Wikileaks.org and cablegate.wikileaks.org were totally blocked and could not be accessed even through some of the free proxy servers, underlining the extent of control the government exercises in China, which has the largest network base of over 420 million internet users.
China routinely blocks access to large content, including information relating to Tibetan spiritual leader Dalai Lama, websites run by Tibetan activists as well as dissidents, through a massive network of firewalls.
There was not much in the print and electronic media in Beijing during the past few days over the 2.5 lakh documents leaked by the whistle-blower website, except for a denial in the State-run China Daily by official analysts of the claims contained in the secret cables that the politburo of the ruling Communist Party of China authorised hacking of Google to make it fall in line with the official controls.
Google, which has over 30 per cent share in the burgeoning Chinese internet market, almost wound up its operations earlier this year by shifting them to Hong Kong but later returned to the mainland, accepting all stipulated conditions to remain in business in China.

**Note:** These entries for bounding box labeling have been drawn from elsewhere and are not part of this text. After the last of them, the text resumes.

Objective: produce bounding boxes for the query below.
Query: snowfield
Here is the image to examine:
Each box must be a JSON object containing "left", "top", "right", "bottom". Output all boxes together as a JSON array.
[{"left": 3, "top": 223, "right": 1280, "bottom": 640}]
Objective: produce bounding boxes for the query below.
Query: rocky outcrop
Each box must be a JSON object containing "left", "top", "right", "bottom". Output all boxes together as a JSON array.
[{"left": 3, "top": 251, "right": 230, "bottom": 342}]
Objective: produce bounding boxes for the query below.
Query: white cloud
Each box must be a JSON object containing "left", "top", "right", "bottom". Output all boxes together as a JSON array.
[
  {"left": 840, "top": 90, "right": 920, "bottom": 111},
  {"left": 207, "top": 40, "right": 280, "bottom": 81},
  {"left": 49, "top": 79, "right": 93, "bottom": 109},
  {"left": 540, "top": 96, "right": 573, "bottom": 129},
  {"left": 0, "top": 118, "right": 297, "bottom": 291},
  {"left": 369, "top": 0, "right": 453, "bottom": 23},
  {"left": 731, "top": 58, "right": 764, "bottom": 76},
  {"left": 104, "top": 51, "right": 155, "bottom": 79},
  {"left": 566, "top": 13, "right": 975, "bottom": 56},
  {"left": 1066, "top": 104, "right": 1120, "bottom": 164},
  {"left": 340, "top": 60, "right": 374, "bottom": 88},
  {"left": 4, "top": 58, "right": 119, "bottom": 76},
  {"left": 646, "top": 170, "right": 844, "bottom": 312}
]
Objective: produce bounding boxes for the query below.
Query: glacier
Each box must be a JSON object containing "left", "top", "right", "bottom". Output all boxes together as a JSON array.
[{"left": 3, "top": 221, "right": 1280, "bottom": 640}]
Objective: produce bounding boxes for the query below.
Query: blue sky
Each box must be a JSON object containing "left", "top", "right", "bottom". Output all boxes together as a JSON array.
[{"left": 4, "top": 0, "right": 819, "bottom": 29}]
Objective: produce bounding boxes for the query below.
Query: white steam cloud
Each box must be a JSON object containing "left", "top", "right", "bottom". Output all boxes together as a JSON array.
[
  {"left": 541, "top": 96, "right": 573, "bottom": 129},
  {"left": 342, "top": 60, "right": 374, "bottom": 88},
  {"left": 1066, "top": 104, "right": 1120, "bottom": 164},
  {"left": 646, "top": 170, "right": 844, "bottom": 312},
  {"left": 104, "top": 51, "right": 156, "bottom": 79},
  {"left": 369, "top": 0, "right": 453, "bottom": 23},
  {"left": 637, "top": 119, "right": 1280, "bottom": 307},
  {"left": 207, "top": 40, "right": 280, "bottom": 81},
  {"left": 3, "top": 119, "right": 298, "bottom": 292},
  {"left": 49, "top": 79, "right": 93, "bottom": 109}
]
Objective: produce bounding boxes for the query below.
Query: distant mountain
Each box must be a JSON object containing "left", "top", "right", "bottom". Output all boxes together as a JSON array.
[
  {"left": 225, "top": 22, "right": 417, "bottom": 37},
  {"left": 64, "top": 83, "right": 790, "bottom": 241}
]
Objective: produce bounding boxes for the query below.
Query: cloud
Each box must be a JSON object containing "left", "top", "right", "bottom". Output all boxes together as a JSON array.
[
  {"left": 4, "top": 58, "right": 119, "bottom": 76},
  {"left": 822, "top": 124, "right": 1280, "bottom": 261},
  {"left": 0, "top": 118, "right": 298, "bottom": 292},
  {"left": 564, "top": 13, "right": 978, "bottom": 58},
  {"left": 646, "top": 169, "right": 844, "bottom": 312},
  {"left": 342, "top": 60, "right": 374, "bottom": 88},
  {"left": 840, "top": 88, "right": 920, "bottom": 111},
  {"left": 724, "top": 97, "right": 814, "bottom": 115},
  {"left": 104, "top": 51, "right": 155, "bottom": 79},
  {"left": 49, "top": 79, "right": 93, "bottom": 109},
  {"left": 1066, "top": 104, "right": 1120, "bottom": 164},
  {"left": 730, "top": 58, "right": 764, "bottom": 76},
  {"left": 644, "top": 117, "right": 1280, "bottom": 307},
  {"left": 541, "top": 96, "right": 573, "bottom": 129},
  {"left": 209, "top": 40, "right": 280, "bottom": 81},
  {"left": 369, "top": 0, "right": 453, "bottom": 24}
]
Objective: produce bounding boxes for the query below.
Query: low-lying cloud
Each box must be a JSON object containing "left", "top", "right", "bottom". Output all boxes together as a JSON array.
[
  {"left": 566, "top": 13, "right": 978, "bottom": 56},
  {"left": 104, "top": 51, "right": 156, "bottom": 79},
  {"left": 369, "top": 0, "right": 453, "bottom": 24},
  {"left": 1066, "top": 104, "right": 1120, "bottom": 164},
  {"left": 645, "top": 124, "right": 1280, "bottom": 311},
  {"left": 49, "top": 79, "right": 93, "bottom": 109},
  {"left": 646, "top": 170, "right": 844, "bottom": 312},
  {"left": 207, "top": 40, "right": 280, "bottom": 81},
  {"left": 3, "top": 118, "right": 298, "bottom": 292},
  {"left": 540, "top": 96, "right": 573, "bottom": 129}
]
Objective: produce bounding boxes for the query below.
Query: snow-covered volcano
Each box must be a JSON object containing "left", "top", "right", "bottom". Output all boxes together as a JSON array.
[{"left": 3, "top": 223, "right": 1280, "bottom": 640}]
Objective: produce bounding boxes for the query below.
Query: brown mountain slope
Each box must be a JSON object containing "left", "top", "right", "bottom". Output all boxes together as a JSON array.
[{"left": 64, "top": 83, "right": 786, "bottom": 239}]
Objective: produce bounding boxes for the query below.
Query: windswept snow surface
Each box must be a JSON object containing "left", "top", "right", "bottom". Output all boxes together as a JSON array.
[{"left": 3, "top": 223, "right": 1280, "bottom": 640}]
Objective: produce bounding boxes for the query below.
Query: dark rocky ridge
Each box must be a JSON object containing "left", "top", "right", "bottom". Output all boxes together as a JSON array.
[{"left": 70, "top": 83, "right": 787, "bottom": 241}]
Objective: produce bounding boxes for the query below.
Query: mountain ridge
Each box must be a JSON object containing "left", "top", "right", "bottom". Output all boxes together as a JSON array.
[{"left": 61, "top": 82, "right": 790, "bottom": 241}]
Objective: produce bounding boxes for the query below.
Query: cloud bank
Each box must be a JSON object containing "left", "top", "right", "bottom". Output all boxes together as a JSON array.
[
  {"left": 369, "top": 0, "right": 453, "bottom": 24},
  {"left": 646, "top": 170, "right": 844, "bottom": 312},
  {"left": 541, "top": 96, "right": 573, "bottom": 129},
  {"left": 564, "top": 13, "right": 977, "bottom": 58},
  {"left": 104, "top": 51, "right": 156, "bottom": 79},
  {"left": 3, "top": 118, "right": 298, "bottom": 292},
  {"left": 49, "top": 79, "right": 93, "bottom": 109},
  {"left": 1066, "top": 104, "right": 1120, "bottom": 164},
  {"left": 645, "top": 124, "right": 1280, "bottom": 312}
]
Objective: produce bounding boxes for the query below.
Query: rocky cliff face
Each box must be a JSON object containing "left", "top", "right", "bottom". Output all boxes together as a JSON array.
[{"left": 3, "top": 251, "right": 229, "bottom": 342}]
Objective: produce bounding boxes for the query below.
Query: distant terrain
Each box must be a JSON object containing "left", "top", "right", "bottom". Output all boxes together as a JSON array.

Meanwhile, the WikiLeaks disclosures containing some of the US embassy memos in Beijing contained frank and candid assessment by Chinese officials of acts of North Korea, with one of them describing Pyongyang as a "spoilt child" for attempting to win US attention with a provocative missile test.
A February 2010 cable quoted a South Korean official as saying that China "would be comfortable with a reunified Korea controlled by Seoul and anchored to the United States in a benign alliance -- as long as Korea was not hostile towards China."
Another cable quoted the then South Korean foreign minister, Chun Yung-woo, as stating that China's leaders were divided over North Korea acting as a buffer state. It suggested that the younger set of Chinese leaders was even willing "to face the new reality" that North Korea has little value to China.